Entretien et restitution audiovisuelle du chantier de recherche mené par Jean Paul Filiod et Hélène Subrémon
Comment se déroulent les projets d’aménagement du logement lorsque les habitants les réalisent par eux-mêmes ? Quelles difficultés rencontrent-ils ? Quels sont les enjeux des négociations dans la famille et au-delà ? Quelle est la contribution des professionnels de l’habitat ? Jean Paul Filiod et Hélène Subrémon, anthropologues, ont suivi pendant une année le projet d’aménagement de deux ménages en région parisienne et en région lyonnaise. Ils ont constaté comment ces projets non seulement se transforment au fil du temps, de l’intention initiale à l’achèvement des travaux. Mais aussi sont menés selon des logique propres, parfois peu compréhensibles et visibles par un œil extérieur.
Les principaux enseignements de ce chantier ainsi que le matériel récolté au cours du travail d’enquête ont fait l’objet d’un film qui mêle interview des chercheurs et mise en image des deux projets d’aménagements aux logiques personnelles et familiales distinctes.
Hélène Subrémon et Jean Paul Filiod répondent à nos questions.
Voir le film intégral Histoires de projets
1/ Vous travaillez tous les deux depuis de nombreuses années sur l’habiter dans des domaines différents. Comment le projet de recherche « Histoires de projets » a-t-il pris forme ?
Nous travaillons l’une et l’autre à partir d’une approche anthropologique de l’habitat, des espaces et des univers domestiques. Chacun avec nos thèmes de recherche spécifiques – le rapport à l’énergie dans la maison [Hélène Subrémon], les questions autour du lien ordre-désordre [Jean Paul Filiod] –. Nous avons le souci de comprendre comment les habitants s’approprient des espaces, des espaces-temps, des pratiques, et notamment comment ils les négocient lorsque ces habitants sont des cohabitants. Notre participation au groupe Usages et façons d’habiter de Leroy Merlin Source depuis plusieurs années nous a donné envie de suivre des projets de rénovation réalisés par des habitants qui mettent un minimum la main à la pâte. C’est-à-dire qui ne rechignent pas à du bricolage, qui se déplacent dans les magasins, font des choix, se donnent un temps pour faire les travaux. Nous nous demandions comment se déroulent ce qu’on appelle communément des « projets ». Pour en examiner toute la richesse, nous nous sommes attachés chacun à un seul terrain, l’un dans l’agglomération parisienne, l’autre dans l’agglomération lyonnaise.
2/ Comment se construit le projet d’aménagement au sein du couple/de la famille et du logement ?
Dans la complexité.
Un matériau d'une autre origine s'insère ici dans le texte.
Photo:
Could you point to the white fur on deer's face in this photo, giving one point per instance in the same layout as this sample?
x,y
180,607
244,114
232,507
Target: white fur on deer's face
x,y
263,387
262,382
Un projet comporte de nombreux paramètres : une représentation symbolique (accueillir un enfant, construire une maison confortable…), un budget, des contraintes d’espace, des compétences techniques, des offres commerciales, des conseils qui proviennent de toutes parts, et bien sûr une capacité à projeter, à voir son projet avant réalisation. Être pris dans un projet, c’est faire avec tous ces paramètres, qui ne vont pas toujours tous dans le même sens. Le projet doit alors être vu comme un ensemble de contraintes et de ressources qu’il n’est pas toujours facile d’accorder. Encore moins dès le départ et selon une planification toute tracée. Le résultat a de fortes chances de ne pas ressembler à ce qu’on avait imaginé. Plus encore : le projet s’affine et se met en récit au fur et à mesure qu’il se concrétise, chemin faisant. Or, on nous sert régulièrement l’image d’un projet qui serait pensé avant sa mise en route. Cette image est idéale. Mieux, c’est une fiction qu’on nous raconte. La complexité est la règle. Tout projet comporte de l’incertitude, les réalités matérielles et humaines se chargeant de faire vaciller le plan initial.
3/ Parmi les conclusions de votre enquête, y en-a-t-il une qui vous surprend particulièrement ?
Dans le droit fil de ce qui précède, nous dirions qu’il n’y a pas un projet, une forme générique de projet, mais des projets, des types de projets. Notre étude ne permet pas d’en faire une typologie rigoureuse. Mais ce qui nous a surpris, c’est que, bien qu’ayant travaillé sur seulement deux ménages, les différences sont nombreuses sur la manière de mener un projet de rénovation. Au point qu’une discussion nous a beaucoup animés récemment sur l’existence même d’un projet sur l’un des deux terrains. La réalité est telle qu’on pourrait dire parfois qu’il n’y a pas de projet… Mais simplement des pratiques qui s’enchaînent, sans autre but que de faire. Bien entendu, le fait de faire comporte toujours un tant soit peu de projet, mais voilà, la question se pose et elle nous intrigue.